Il primo tratto dell’ex Statale della Cisa è invaso di melma. Gli elicotteri fanno la spola su quello specchio grigiastro e portano in salvo famiglie attaccate ai verricelli. La strada scende lenta verso l’acqua ed è diventata un ormeggio naturale per i mezzi natanti dei soccorritori. Ma per raggiungerli il primo tratto si percorre con il fuoristrada.

Al volante c’è Giuseppe Moretti, accento forte di Rovigo, in servizio al nucleo sommozzatori di Bologna. «Questo lavoro è un onore per me e anche una passione, ma spesso veniamo dimenticati.
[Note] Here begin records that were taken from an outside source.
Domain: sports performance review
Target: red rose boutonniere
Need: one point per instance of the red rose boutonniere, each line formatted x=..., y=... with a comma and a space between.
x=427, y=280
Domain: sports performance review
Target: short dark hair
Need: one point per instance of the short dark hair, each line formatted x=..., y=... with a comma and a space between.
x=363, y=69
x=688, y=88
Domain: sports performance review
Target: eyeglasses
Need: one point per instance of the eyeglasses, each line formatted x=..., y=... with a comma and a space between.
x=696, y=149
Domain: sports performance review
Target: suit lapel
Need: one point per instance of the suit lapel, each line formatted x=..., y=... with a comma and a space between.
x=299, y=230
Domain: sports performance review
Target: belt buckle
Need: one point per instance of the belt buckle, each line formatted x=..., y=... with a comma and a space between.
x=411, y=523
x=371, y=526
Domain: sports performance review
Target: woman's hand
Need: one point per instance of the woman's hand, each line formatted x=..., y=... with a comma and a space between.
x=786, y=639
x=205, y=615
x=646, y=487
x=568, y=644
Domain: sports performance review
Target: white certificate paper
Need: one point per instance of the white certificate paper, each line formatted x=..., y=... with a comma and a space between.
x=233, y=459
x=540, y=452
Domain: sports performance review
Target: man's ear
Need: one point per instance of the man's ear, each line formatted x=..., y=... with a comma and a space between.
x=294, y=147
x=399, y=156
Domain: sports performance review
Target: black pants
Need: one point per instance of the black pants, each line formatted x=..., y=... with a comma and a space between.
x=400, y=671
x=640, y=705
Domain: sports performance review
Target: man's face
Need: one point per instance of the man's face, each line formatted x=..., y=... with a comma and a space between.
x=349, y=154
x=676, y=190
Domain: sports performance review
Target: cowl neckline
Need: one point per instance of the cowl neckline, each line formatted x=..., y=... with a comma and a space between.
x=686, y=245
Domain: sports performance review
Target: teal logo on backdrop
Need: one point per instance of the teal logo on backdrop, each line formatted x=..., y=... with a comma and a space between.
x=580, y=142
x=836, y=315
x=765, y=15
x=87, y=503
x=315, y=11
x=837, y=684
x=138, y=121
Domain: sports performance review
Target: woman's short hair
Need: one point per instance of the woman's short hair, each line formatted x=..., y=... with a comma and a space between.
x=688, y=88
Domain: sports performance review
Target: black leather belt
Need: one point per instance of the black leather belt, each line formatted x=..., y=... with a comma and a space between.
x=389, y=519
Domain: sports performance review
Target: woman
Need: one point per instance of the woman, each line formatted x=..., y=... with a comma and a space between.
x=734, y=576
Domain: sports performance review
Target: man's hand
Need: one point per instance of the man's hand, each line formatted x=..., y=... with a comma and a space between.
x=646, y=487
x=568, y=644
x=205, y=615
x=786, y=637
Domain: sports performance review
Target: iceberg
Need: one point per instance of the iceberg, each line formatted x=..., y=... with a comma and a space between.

Lo racconti quello che facciamo, non per me sa? Ma per tutti i colleghi che ogni giorno salvano delle vite rischiando la loro». Appeso al finestrino un vigile reggiano, Rossano Mariani. Si va finché si può, per guadagnare tempo.

L'Enza ha preso il suo spazio, dopo qualche centinaio di metri raggiunge la portiera. Ed è lì che, pochi istanti dopo, arriverà il gommone.
Gli uomini del comando di Reggio (coordinati dal dirigente Salvatore Demma), che assieme ai colleghi del nucleo sommozzatori di Bologna ieri hanno lavorato senza respiro, hanno le calosce che toccano la vita. Si buttano in quel pantano gelato e poi sgusciano dentro la barca. L’aria ghiaccia i pensieri, ma il sorriso non manca.
Gerardo ‘Dino’ Spaziani e Giacomo Babina tagliano la fiumana. «Attenta, faremo un balzo, dobbiamo attraversare i binari della ferrovia. Il livello dell’acqua sta scendendo e non sappiamo quanto margine sia rimasto».  In realtà, il sussulto non si avverte nemmeno. Si procede.

All’orizzonte appare il campanile, immerso nella bruma. Il paesaggio ovattato è surreale: tutto silenzio, grigio, sembra un paese fantasma. Ma dietro i vetri delle finestre centinaia di persone attendono ancora di essere portate in salvo. Via dal gelo, dalle incognite, dalle dita gonfie, da quella umidità che penetra nelle ossa e dalla puzza di fogna che non se ne va.

«Intorno alla chiesa è la zona più critica, ci si arriva solo con l’elicottero, c’è una corrente che trascina via. Non possiamo entrare fino lì col gommone», spiega Dino.
Hanno appena portato in salvo tre sorelle: Francesca, Federica e Fiorenza, rimaste sole nell’abitazione diverse ore. La più grande ha 18 anni. «Ecco, erano dentro quella casa».
Un giro di perlustrazione. Qualcuno li vede e fa cenni dai davanzali.

«Siamo qui, veniteci a prendere». C’è un furgone bianco messo di traverso e ha storto un palo, l’acqua supera le ruote e la targa. «Sopra c’era uno spedizioniere, è rimasto intrappolato quando si è rotto l’argine, l’abbiamo fatto uscire prima».
Un vigile del fuoco che si sbraccia: «C’è da portar via un ragazzo col suo cane». È affacciato al balcone del secondo piano di una palazzina color ruggine. Dino e Giacomo scendono dal gommone e arrancano nel fango fino alla porta.

(foto Benedetta Salsi)

Pochi secondi e riappaiono. Una meticcia color champagne dolcissima e spaventata fra le braccia; dietro c’è un uomo caricato a spalle, perché non si bagni e prenda troppo freddo.
Roberto Saracchi, operaio di 38 anni, tocca la gomma viscida della barca e sfoggia un gran sorriso di sollievo. «È andata bene dai... Dobbiamo sdrammatizzare... Paura? Sì. Questa mi sa che non me la dimentico». La sua Ginger gli poggia il muso sul petto. Non smetterà un secondo di tremare, mentre guarda l’orizzonte che la riporterà all’asciutto.